Is there a way to increase the width of an element in CSS, still affecting the parent container? Or do I have to use a pseudo-element placeholder to accomplish this instead?
width:calc(100% + 20px);
Is there a way to increase width of an element by a certain amount, where the width of the element itself is not known until runtime?
You can only reliably do this using padding; however, padding will affect the layout of the element's contents, which may not be what you want. In your example, padding the child element will affect the layout of the text inside it; the content width is never really increased at all.
You can't change an element's content width by a definite amount when it is not known in advance and depends on external factors such as the amount of content it actually has, which is usually the case with floats, absolutely positioned elements, and inline-blocks.
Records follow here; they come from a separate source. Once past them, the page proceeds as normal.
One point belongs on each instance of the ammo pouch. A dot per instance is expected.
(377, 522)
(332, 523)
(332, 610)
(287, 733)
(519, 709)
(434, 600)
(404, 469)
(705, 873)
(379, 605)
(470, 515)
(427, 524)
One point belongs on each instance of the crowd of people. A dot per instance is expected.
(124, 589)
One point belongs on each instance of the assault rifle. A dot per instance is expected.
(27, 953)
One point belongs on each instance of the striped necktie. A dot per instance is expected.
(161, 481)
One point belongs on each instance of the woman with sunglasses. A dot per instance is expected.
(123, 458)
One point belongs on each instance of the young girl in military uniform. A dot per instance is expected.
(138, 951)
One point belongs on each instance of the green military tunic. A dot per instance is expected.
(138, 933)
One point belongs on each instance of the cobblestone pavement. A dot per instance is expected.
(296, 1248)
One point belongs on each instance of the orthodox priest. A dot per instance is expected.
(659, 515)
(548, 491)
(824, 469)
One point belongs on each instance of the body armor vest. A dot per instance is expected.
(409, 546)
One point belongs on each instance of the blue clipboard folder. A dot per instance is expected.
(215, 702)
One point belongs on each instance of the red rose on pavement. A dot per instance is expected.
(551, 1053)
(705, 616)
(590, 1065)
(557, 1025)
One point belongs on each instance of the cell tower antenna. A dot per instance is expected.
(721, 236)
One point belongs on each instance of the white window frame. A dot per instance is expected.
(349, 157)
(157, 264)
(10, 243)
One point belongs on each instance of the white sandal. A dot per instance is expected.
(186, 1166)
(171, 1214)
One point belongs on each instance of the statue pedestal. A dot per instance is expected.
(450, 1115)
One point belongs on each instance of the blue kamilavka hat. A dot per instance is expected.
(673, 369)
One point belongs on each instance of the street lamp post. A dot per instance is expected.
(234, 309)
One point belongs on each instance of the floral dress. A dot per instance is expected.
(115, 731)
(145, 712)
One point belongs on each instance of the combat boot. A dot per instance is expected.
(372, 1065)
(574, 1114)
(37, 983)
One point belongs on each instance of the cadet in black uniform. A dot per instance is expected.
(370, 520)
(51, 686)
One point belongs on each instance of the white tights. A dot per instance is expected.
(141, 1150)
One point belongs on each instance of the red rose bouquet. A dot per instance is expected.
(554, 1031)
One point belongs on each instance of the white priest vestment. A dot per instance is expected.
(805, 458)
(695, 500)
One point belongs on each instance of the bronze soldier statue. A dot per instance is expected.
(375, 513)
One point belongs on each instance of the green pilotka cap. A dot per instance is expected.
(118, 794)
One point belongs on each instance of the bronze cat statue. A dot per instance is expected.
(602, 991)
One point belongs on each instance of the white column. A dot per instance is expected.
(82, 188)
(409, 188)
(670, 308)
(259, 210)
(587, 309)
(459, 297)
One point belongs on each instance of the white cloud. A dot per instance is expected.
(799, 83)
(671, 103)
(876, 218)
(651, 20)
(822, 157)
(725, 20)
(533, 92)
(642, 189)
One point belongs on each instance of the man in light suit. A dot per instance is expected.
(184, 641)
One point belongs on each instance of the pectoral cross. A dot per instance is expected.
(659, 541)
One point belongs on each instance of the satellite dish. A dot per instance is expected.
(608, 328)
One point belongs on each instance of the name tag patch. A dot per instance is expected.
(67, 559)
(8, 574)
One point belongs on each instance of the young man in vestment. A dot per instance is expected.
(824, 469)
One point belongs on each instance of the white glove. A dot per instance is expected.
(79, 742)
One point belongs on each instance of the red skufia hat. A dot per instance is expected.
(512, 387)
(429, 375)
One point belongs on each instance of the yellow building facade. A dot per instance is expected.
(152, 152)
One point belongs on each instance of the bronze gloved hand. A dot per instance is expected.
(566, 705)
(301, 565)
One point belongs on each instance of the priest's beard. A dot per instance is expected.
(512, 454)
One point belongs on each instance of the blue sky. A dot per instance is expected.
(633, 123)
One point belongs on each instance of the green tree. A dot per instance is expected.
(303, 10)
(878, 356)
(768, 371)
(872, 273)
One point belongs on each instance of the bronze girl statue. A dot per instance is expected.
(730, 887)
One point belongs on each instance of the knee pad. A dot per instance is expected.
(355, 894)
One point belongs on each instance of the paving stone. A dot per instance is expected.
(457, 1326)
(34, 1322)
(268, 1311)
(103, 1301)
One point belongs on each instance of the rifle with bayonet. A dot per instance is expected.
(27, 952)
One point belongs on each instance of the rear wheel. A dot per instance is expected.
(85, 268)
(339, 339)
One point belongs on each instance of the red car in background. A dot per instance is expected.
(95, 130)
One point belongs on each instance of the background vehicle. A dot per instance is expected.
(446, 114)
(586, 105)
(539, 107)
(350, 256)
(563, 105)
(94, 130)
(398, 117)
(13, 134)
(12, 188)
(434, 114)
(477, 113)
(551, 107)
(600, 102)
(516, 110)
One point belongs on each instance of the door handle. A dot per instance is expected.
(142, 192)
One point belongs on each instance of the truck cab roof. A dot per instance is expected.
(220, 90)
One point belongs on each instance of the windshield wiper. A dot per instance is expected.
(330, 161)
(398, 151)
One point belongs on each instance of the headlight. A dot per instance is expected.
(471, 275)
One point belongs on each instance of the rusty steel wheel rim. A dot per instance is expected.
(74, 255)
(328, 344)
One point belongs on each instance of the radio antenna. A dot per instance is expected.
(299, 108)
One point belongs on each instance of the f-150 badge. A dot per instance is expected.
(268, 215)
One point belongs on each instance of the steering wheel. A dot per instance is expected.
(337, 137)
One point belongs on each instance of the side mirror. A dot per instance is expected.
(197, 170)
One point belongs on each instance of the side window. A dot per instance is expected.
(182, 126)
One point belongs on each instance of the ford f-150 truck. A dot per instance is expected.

The closest you can get is an auto width, and that only has a meaningful effect on in-flow block boxes — which are none of the above — with respect to their parents, not their children.
In fact, the behavior that you see with
calc(100% + 20px) is not governed by the spec, although it's as far as browsers generally go without falling into the cyclic dependency trap:
Specifies a percentage width. The percentage is calculated with respect to the width of the generated box's containing block. If the containing block's width depends on this element's width, then the resulting layout is undefined in CSS 2.1.
calc() is CSS3, but the box model hasn't changed much from CSS2.1.)